Upon assessment of this, it is apparent that the qualifying conditions are arbitrary , with an apparent bias against larger breeds. Much like with the Dangerous Dogs Act 1991 of England, Wales and Scotland, breed-specific legislation could be argued as negating the importance of responsible dog ownership.
Furthermore, sections 31-33 AA 2005 regulate the ownership and registration of fighting dogs, despite the prohibition of ‘encouraging’ the baiting or fighting of dogs and bulls contained within section 6 AA 2005. Upon registering a fighting dog, the assigned registration number is branded onto the pinna of the animal’s ear; a particularly sensitive area of a dog’s anatomy, owing to the multitude of nerve endings contained within them. This directly contradicts the purpose of Part 2 of the act: the prohibition of cruelty to animals.
Animals found wandering around or on public highways may be seized and impounded, or even shot. Unfortunately, the reality is dogs, cats, goats and many more animals are regularly seen on highways and in public spaces. Furthermore, rather than the Government providing adequate solutions to Saint Lucia’s overpopulation of strays, there is a heavy reliance on organisations such as Helpaws; a charity that rescues, adopts, and offers neutering for the abundance of dogs and cats.
Saint Lucia’s status as a tourism hot spot has encouraged the provision of horse-riding experiences around the island. Whilst section 3(1)(b) prohibits the overloading of animals, many businesses offering such experiences fail to implement appropriate weight restrictions. Additionally, section 7 establishes that utilising animals in emaciated conditions for work purposes is an offence, and persons found guilty will be liable to a fine of $1,000. It is standard practice to tether horses around the island, with many relying solely on the grasses, herbs, and weeds for nutrition; something that may be considered substandard for their workload. Unfortunately, it is apparent that whilst there are restrictions pertaining to the maltreatment of animals in place, enforcement appears to be relatively lax.
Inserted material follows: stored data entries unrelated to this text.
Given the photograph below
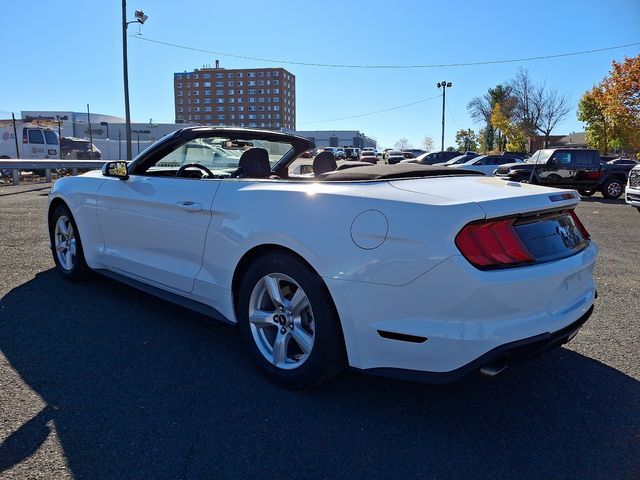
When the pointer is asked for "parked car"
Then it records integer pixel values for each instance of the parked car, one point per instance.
(394, 156)
(311, 269)
(486, 164)
(570, 168)
(79, 149)
(413, 152)
(623, 161)
(632, 192)
(465, 157)
(368, 156)
(434, 158)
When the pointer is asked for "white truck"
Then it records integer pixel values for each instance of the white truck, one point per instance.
(34, 141)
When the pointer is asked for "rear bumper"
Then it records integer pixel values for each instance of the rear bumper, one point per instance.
(494, 361)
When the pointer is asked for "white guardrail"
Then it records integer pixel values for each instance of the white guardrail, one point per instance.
(16, 166)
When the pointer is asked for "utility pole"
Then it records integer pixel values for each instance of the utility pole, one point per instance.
(90, 133)
(15, 135)
(444, 86)
(127, 114)
(140, 18)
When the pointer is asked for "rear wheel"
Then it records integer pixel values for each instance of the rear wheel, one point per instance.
(287, 320)
(586, 192)
(66, 245)
(612, 188)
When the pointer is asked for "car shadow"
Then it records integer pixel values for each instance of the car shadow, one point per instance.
(140, 388)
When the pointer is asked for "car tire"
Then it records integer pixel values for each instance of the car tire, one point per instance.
(612, 189)
(66, 245)
(288, 322)
(586, 192)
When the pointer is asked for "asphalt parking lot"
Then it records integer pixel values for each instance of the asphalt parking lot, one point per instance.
(101, 381)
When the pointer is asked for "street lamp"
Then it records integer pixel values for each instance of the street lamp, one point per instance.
(106, 124)
(140, 18)
(444, 85)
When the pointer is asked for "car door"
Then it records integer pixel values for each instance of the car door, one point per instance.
(154, 227)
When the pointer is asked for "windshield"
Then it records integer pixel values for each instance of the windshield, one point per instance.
(218, 153)
(541, 156)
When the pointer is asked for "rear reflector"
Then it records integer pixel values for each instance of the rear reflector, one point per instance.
(492, 243)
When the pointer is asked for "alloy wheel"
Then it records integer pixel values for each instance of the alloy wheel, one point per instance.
(281, 321)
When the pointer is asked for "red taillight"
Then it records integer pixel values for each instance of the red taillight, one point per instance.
(492, 243)
(579, 224)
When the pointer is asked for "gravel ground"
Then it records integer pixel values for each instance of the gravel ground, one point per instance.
(101, 381)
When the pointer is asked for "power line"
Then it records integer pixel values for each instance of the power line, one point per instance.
(397, 107)
(434, 65)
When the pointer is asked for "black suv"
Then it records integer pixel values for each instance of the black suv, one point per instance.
(569, 168)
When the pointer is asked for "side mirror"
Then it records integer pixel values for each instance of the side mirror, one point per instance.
(115, 169)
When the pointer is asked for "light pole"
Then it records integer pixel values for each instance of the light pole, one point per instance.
(106, 124)
(444, 85)
(140, 18)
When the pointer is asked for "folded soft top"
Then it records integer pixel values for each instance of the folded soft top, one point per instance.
(400, 170)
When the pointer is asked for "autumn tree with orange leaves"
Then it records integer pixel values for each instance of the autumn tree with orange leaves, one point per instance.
(611, 109)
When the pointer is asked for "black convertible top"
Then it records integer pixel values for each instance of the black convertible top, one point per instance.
(399, 170)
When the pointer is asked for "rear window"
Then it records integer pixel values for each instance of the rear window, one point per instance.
(52, 138)
(35, 136)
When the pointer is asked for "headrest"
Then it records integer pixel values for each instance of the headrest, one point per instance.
(254, 163)
(324, 162)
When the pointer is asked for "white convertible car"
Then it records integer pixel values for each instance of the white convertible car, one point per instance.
(404, 270)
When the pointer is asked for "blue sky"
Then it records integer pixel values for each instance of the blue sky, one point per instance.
(62, 55)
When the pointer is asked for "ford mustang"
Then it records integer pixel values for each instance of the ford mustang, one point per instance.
(405, 270)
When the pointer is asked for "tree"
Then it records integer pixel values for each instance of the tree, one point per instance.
(466, 140)
(537, 109)
(402, 144)
(480, 109)
(427, 143)
(598, 129)
(611, 109)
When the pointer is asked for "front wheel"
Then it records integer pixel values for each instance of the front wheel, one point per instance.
(612, 189)
(66, 245)
(288, 322)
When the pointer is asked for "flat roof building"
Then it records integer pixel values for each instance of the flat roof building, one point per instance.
(238, 97)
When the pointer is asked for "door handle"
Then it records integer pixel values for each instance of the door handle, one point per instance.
(189, 206)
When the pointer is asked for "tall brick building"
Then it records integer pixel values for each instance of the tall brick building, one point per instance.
(247, 97)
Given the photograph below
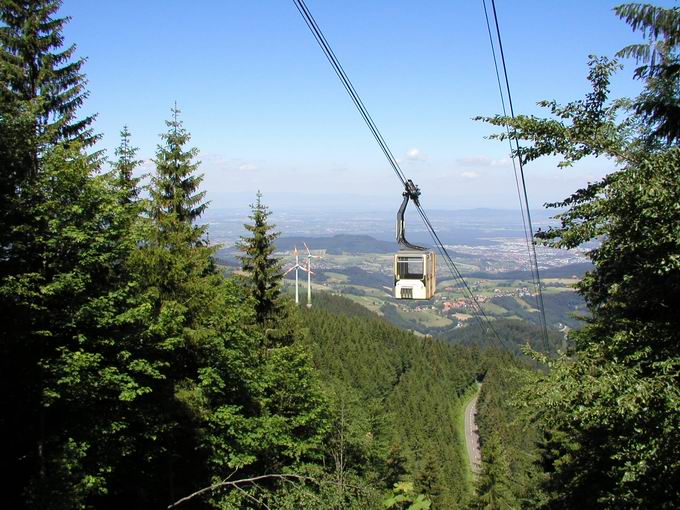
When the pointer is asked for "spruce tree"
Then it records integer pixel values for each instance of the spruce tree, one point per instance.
(494, 488)
(40, 75)
(124, 167)
(175, 183)
(611, 407)
(263, 269)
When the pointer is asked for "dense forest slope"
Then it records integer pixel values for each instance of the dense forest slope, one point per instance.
(397, 398)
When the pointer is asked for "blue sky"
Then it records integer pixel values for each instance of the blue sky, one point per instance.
(267, 112)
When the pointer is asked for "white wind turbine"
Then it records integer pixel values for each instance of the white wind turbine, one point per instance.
(309, 274)
(297, 267)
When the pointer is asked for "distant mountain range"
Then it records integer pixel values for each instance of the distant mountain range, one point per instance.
(338, 244)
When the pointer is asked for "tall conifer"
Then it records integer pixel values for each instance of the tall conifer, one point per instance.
(37, 70)
(175, 184)
(263, 269)
(124, 168)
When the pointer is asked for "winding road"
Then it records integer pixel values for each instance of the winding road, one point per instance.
(472, 435)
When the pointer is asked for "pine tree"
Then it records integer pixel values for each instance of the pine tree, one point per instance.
(39, 75)
(264, 270)
(124, 168)
(175, 184)
(611, 407)
(494, 489)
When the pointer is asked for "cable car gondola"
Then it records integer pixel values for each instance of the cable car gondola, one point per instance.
(414, 266)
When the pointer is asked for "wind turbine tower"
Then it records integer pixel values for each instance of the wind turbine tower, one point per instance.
(297, 267)
(309, 274)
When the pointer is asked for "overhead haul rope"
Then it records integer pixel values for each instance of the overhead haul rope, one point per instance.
(478, 311)
(521, 192)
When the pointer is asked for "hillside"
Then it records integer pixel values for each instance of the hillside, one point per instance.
(396, 399)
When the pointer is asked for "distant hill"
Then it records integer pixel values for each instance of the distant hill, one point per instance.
(338, 244)
(567, 271)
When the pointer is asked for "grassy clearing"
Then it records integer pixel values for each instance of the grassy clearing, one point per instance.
(335, 277)
(425, 318)
(460, 421)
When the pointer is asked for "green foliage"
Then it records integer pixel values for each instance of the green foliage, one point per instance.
(395, 400)
(38, 71)
(174, 186)
(263, 270)
(124, 167)
(404, 497)
(611, 408)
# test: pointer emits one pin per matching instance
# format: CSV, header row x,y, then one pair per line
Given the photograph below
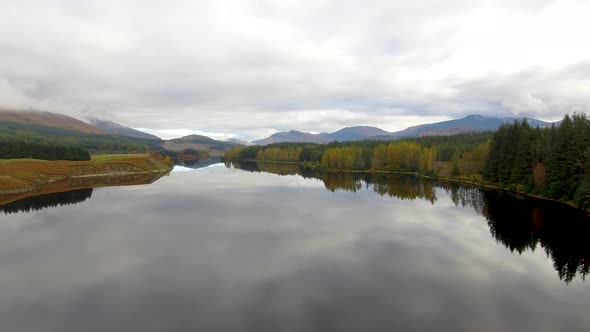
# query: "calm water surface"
x,y
228,249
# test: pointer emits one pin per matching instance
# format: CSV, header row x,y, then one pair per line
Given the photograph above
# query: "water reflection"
x,y
518,223
70,191
41,202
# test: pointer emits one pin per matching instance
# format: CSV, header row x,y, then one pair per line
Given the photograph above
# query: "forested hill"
x,y
553,162
49,119
11,149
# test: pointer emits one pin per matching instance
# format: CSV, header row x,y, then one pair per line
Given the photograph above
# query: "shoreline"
x,y
25,176
490,186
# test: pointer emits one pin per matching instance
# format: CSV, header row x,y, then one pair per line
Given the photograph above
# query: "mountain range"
x,y
96,134
105,131
117,129
470,123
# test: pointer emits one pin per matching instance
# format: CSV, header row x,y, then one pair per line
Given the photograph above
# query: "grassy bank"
x,y
18,176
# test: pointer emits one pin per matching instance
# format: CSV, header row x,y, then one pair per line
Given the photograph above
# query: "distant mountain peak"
x,y
469,123
117,129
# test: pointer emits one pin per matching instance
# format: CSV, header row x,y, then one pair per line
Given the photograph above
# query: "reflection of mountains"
x,y
71,191
518,223
196,164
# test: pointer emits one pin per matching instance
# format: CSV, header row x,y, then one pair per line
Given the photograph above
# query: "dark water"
x,y
224,249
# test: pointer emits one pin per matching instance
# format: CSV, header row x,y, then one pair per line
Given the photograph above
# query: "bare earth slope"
x,y
50,120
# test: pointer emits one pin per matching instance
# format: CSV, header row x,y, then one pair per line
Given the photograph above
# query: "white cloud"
x,y
251,68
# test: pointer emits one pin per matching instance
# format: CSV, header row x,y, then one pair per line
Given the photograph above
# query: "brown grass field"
x,y
35,177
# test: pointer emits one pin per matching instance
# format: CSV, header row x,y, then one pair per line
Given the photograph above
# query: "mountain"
x,y
117,129
49,119
215,148
354,133
470,123
291,136
239,141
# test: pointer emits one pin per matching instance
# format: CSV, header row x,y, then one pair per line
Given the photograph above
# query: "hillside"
x,y
468,124
91,142
215,148
49,119
117,129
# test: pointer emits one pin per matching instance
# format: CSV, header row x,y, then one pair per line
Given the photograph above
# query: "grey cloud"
x,y
244,67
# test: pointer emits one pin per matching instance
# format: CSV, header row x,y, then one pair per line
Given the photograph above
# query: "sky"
x,y
247,69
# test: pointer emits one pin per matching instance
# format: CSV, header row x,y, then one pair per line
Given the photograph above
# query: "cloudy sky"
x,y
248,68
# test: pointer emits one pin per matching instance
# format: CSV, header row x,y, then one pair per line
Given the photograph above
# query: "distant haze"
x,y
248,69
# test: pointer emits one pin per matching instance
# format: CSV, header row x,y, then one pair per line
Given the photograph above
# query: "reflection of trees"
x,y
346,181
466,196
562,232
36,203
520,224
404,187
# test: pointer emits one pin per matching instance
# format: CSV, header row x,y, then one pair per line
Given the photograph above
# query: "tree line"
x,y
553,162
518,224
413,155
10,149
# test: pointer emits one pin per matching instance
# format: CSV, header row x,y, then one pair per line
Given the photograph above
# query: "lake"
x,y
271,247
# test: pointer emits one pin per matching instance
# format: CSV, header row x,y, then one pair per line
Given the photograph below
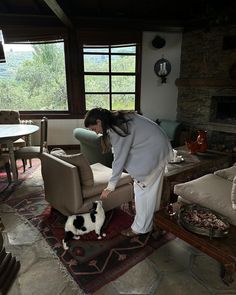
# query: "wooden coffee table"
x,y
192,167
221,249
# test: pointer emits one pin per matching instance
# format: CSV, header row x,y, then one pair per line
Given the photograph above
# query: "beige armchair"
x,y
71,184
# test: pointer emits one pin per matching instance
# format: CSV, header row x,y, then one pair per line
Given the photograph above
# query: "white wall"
x,y
157,100
160,100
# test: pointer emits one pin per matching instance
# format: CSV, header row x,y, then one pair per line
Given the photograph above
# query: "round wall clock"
x,y
162,69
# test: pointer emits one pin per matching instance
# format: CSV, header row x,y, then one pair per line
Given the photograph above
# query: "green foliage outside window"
x,y
34,80
111,77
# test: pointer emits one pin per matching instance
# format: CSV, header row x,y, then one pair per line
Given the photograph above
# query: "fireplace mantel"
x,y
205,82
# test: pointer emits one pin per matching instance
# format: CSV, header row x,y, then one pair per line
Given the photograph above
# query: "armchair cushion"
x,y
101,175
233,194
227,173
78,160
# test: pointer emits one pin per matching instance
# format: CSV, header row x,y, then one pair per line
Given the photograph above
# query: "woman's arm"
x,y
121,146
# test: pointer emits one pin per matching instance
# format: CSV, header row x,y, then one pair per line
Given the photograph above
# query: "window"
x,y
110,79
34,78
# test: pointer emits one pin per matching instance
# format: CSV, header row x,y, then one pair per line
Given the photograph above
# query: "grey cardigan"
x,y
139,153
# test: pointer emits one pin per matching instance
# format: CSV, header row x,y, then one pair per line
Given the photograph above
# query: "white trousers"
x,y
147,200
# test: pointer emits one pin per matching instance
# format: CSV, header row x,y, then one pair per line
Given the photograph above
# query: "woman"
x,y
142,149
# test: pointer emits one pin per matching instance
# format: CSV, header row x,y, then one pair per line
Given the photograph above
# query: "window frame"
x,y
111,73
73,53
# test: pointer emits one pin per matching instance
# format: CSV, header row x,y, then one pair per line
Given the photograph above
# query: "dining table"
x,y
11,132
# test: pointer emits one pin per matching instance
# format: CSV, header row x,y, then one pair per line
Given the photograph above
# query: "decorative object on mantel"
x,y
199,145
2,54
158,42
162,69
232,72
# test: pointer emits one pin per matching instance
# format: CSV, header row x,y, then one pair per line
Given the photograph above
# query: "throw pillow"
x,y
227,173
233,194
85,171
57,152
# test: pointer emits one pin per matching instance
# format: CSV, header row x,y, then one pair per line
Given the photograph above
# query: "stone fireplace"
x,y
206,90
223,109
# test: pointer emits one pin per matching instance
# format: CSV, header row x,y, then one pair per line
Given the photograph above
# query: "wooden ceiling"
x,y
147,14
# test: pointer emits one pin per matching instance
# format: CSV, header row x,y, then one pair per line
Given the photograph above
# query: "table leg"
x,y
227,274
12,161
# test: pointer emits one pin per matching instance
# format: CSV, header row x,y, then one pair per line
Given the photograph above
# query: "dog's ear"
x,y
95,204
78,222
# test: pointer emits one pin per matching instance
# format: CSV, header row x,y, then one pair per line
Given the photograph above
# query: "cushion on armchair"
x,y
90,147
227,173
210,191
78,160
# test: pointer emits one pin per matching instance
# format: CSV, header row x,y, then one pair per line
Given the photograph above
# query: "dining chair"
x,y
4,162
31,152
13,117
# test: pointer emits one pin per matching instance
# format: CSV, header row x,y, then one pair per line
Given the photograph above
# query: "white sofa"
x,y
216,191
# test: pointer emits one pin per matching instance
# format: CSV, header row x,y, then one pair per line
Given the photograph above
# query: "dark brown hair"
x,y
117,121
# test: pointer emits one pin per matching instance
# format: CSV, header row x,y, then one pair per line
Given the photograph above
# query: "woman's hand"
x,y
105,193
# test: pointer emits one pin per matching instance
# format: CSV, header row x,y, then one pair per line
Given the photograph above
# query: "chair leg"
x,y
24,162
8,171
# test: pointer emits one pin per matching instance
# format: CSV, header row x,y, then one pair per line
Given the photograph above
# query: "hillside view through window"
x,y
33,77
110,77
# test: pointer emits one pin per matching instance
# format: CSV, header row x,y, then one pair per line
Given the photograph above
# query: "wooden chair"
x,y
13,117
31,152
4,162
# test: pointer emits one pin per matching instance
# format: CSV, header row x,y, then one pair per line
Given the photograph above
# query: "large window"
x,y
33,77
110,76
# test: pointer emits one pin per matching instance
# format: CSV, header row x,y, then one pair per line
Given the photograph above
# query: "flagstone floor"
x,y
175,269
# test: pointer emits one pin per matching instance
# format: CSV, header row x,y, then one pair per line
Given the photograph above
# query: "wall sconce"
x,y
162,69
2,54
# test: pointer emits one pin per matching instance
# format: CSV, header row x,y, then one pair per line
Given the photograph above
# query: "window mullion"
x,y
110,89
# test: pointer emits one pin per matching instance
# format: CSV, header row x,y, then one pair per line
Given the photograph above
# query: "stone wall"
x,y
205,72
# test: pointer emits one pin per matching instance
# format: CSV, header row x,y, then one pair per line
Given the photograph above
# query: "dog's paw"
x,y
64,245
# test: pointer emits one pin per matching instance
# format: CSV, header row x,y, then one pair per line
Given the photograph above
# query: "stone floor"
x,y
175,269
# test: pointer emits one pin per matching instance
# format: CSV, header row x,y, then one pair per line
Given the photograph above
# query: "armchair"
x,y
90,146
71,184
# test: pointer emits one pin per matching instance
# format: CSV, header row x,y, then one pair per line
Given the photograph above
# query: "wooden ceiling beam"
x,y
56,8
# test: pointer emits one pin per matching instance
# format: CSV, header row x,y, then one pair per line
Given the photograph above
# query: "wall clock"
x,y
162,69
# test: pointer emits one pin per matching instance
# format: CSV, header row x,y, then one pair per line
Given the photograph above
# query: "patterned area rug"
x,y
92,263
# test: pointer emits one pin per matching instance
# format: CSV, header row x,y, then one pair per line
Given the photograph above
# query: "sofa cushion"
x,y
227,173
233,194
78,160
211,191
102,175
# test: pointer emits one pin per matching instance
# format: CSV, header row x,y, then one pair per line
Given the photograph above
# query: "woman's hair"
x,y
117,121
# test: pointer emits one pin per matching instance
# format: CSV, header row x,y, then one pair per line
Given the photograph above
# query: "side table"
x,y
221,249
192,167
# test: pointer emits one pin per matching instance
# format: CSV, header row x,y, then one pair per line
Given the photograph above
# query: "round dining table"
x,y
11,132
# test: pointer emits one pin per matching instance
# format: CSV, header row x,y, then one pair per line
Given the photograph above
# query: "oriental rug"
x,y
92,263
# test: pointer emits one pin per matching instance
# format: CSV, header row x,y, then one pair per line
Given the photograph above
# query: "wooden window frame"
x,y
110,74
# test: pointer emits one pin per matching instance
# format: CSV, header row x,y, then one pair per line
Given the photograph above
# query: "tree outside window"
x,y
110,76
33,77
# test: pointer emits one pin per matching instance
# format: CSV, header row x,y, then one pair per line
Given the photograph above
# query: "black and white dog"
x,y
77,225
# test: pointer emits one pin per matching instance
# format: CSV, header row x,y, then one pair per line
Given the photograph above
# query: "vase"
x,y
202,141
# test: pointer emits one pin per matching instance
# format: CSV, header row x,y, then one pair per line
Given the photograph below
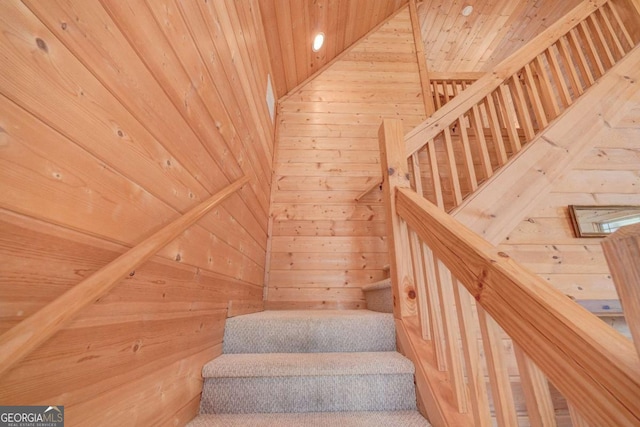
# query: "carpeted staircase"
x,y
309,368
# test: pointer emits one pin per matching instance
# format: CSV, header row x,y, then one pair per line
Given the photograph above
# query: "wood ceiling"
x,y
291,25
452,42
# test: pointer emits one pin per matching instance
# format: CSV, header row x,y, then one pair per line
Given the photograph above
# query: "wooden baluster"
x,y
445,87
621,25
510,117
577,420
496,131
417,173
622,252
546,87
583,65
453,168
478,127
436,93
601,40
612,33
468,157
475,373
435,174
437,329
536,391
455,87
534,97
570,67
454,362
519,101
558,76
421,286
592,51
498,374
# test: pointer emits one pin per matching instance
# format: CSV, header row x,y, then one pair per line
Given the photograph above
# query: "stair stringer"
x,y
502,202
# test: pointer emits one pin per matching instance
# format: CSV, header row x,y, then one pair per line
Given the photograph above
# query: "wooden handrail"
x,y
451,111
29,334
593,366
622,251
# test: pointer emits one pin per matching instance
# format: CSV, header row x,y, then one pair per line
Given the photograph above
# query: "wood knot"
x,y
42,45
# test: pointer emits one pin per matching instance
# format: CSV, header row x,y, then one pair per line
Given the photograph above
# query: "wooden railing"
x,y
465,141
460,284
446,86
29,334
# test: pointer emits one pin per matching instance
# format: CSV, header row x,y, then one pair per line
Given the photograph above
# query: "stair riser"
x,y
310,335
308,394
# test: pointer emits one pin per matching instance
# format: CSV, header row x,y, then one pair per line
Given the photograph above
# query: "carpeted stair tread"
x,y
307,364
310,331
314,419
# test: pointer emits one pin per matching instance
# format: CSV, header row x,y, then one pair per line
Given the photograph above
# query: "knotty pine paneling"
x,y
545,243
494,31
324,244
115,118
291,25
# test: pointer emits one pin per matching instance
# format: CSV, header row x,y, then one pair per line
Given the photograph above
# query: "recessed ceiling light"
x,y
318,41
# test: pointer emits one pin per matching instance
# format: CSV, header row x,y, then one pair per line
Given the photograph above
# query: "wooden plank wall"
x,y
494,31
544,241
325,245
115,117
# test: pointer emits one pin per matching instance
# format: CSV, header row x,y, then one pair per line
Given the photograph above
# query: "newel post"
x,y
622,251
393,162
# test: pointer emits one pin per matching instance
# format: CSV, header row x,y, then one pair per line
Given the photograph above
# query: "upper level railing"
x,y
468,293
29,334
471,136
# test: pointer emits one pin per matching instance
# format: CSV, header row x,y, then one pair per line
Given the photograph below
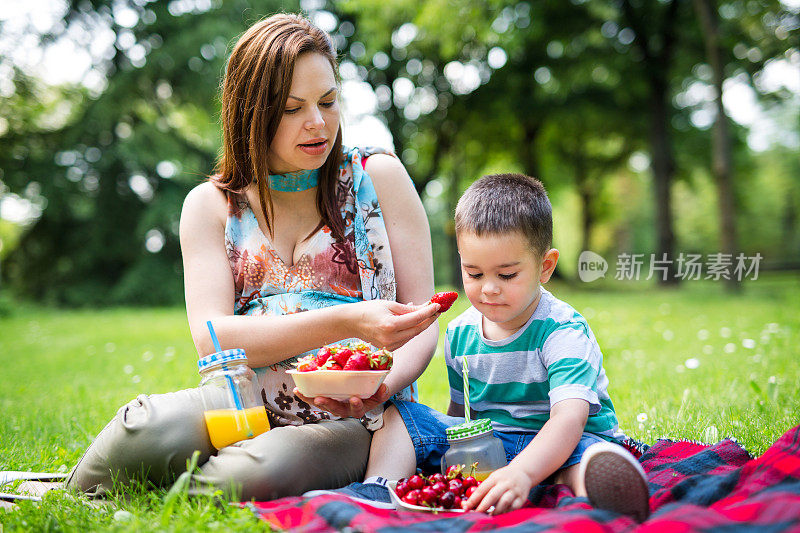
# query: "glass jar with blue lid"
x,y
231,406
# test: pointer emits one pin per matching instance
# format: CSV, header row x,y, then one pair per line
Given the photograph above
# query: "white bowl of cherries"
x,y
434,493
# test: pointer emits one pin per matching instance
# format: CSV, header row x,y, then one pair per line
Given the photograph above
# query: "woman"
x,y
291,222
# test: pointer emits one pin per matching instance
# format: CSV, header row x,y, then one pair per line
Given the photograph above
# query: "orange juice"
x,y
226,426
480,476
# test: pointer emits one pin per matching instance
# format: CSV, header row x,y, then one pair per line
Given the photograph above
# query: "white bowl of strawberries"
x,y
434,493
340,371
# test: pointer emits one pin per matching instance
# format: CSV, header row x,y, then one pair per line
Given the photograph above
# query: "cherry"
x,y
456,486
447,500
439,488
428,497
415,482
436,478
453,471
402,488
412,497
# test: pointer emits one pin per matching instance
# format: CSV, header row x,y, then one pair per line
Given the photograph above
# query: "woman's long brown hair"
x,y
254,93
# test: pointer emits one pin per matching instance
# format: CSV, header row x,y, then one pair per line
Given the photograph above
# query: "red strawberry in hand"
x,y
381,359
342,356
307,364
444,299
357,361
323,354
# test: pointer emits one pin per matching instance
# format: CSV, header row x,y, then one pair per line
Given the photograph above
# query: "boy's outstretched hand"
x,y
506,489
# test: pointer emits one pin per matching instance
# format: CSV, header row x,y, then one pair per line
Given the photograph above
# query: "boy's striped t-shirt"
x,y
515,381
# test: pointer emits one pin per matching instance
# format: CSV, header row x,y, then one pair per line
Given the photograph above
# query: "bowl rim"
x,y
418,508
329,371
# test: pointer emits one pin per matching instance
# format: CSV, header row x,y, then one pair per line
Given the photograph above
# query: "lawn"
x,y
694,363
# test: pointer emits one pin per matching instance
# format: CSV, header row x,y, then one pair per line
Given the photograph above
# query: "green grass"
x,y
65,373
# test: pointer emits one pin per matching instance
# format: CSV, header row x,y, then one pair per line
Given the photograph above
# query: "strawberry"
x,y
381,359
307,364
323,354
357,361
444,299
342,356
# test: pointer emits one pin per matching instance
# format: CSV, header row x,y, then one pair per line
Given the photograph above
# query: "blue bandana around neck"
x,y
300,180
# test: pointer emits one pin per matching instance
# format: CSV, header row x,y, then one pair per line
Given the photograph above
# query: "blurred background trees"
x,y
658,127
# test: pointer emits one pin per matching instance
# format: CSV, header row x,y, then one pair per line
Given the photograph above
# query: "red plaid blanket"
x,y
693,487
Finally, section 3(1)(b) establishes that any person who inflicts torture upon an animal is in direct violation of the Act, and is liable to a fine of $1,000.
Whilst Saint Lucia has an established framework for animal protection laws, both enforcement mechanisms and sanctions need to be developed in order to generate an effective response to the maltreatment of animals. Additionally, there is considerable scope for addressing the root of the problem, be it overpopulation of stray animals or the reasons a dog may become dangerous.
The hope is this island paradise is worthy of this title for animals.